Witness yesterday’s gaffes after clangors. The PM opened with this on terrorism, from the ABC:
At today’s summit, Mr Abbott said the threat posed by the IS group, also known as Daesh, was global.
“Daesh is coming, if it can, for every person and for every government with a simple message: ‘Submit or die’,” Mr Abbott said.
“The declaration of a caliphate, preposterous though it seems, is a brazen claim to universal dominion.
“You can’t negotiate with an entity like this, you can only fight it.”
Nobody is going to deny that IS is beastly but this is turning it into something far more successful than it is. It’s a regional insurgency created by the war in Iraq not a global menace, unless you want to make it so and thereby glamourise it. That’s the irony given IS’s only global dominion is as a brand for disaffected locals and boy is the PM giving it some excellent PR.
By over-egging it on IS, the PM looks like the tin pot dictator of a Banana Republic aiming to drum up some some local fear, not the soaring leader of Western values that he is aiming for.
Next up was housing and superannuation:
This is why I am so concerned about the Labor Party’s apparent attempts to dabble with negative gearing because if you muck around with negative gearing effectively you have put rents up,” he said.
“If you look at what the Labor Party is proposing at the moment they want to hit your super with more tax, they apparently want to drive down the value of your existing home and now it seems they want to put rent up by fiddling with negative gearing.”
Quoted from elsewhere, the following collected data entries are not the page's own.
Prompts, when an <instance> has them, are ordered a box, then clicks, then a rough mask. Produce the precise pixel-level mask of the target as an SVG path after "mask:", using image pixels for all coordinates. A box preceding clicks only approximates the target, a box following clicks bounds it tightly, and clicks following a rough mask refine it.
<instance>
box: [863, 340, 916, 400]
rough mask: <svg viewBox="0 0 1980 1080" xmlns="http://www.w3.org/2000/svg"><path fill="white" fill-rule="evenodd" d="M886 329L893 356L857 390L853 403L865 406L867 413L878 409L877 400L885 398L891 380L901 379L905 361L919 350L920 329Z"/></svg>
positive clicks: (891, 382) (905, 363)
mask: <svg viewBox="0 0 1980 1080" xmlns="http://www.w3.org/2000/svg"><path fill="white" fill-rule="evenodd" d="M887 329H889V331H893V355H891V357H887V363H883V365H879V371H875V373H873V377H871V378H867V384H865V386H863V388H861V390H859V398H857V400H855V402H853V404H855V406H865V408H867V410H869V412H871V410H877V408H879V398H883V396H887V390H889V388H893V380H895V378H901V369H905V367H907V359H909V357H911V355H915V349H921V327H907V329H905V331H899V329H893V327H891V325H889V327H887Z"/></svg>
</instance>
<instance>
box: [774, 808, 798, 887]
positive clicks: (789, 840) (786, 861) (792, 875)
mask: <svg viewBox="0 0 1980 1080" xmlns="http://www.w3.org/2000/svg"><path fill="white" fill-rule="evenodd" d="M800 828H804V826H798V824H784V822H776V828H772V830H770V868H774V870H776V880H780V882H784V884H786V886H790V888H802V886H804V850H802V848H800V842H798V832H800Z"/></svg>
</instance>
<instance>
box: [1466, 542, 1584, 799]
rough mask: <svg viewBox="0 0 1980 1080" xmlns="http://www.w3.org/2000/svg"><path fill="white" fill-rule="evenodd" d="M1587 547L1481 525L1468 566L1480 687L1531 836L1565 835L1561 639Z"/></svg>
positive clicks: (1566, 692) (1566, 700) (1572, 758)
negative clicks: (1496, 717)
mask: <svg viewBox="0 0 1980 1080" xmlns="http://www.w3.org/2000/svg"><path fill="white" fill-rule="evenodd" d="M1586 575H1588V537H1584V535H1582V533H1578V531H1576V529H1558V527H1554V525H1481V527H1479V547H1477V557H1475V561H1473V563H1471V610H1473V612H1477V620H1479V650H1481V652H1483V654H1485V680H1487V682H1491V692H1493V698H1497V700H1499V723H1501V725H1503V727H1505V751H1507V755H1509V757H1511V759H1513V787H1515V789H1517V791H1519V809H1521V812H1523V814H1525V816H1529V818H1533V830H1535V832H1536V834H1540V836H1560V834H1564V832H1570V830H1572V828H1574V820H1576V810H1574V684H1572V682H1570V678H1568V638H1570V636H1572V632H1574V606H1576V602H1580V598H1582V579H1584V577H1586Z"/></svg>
This is reducing some of the most deeply personal issues of most Australians to a stone political club. It is totally misreading the social mood, which is obviously swinging towards the need to address housing affordability for our children’s future. If you need polls to tell you that then you should not be in politics, but here’s one from Dad’s Army just in case:
An Essential Research online poll taken in the week Treasurer Joe Hockey advised potential first home buyers in Sydney to “get a good job that pays good money” asked 1020 people their view on the effect of rising prices on different demographics.
The poll found about half of respondents unsurprisingly said rising prices were good for home buyers and investors.
But three-quarters thought they were bad for new buyers and over half said they were bad for the average person, while more than a third said they were bad for the economy.
By over-egging it on protecting housing and superannuation, the PM looks like the tin pot dictator of a Banana Republic favouring the interests of the landed few at the expense of the many, not least children.
Finally, we had the wind farm farce:
Prime Minister Tony Abbott has described wind farms as “visually awful” and boasted slashing the Renewable Energy Target will restrict growth in the industry.
Mr Abbott also said the Howard government would never have introduced the clean energy policy if it had its time over again.
In a wide-ranging interview on Sydney radio station 2GB, Mr Abbott said he was prevented by the Senate in his desire to further cut the growth of new wind farms.
I don’t even know what to call this. The world is moving towards Paris, there’s an El Nino brewing and associated droughts building, the news flow is turning inexorably towards greater carbon abatement in China, in the US, in Europe, BHP and other large corporates are backing carbon pricing, and the social mood around climate change will swing increasingly towards action.
But one doesn’t even need to be operating in that context to see how dumb this is. In what universe is a PM whining defensively about wind farms being a eyesore, not least when he is an open fan of belching smokestacks and mines, a good look for the leader?
By over-egging it on the aesthetics of wind farms (no, not whether they are an appropriate form of power, just the way they look) the PM looks like the tin pot dictator of a Banana Republic happy to privilege his own petty and eccentric tastes over good policy.
There are times when the lobotomy politics of populism works well. When the nation is under threat or at war, for instance.
But it’s neither right now. We’re rich and we’re safe and people are not interested in fear but building ideas to keep it that way.
Framing every issue for morons is only making the PM and the Government look like one.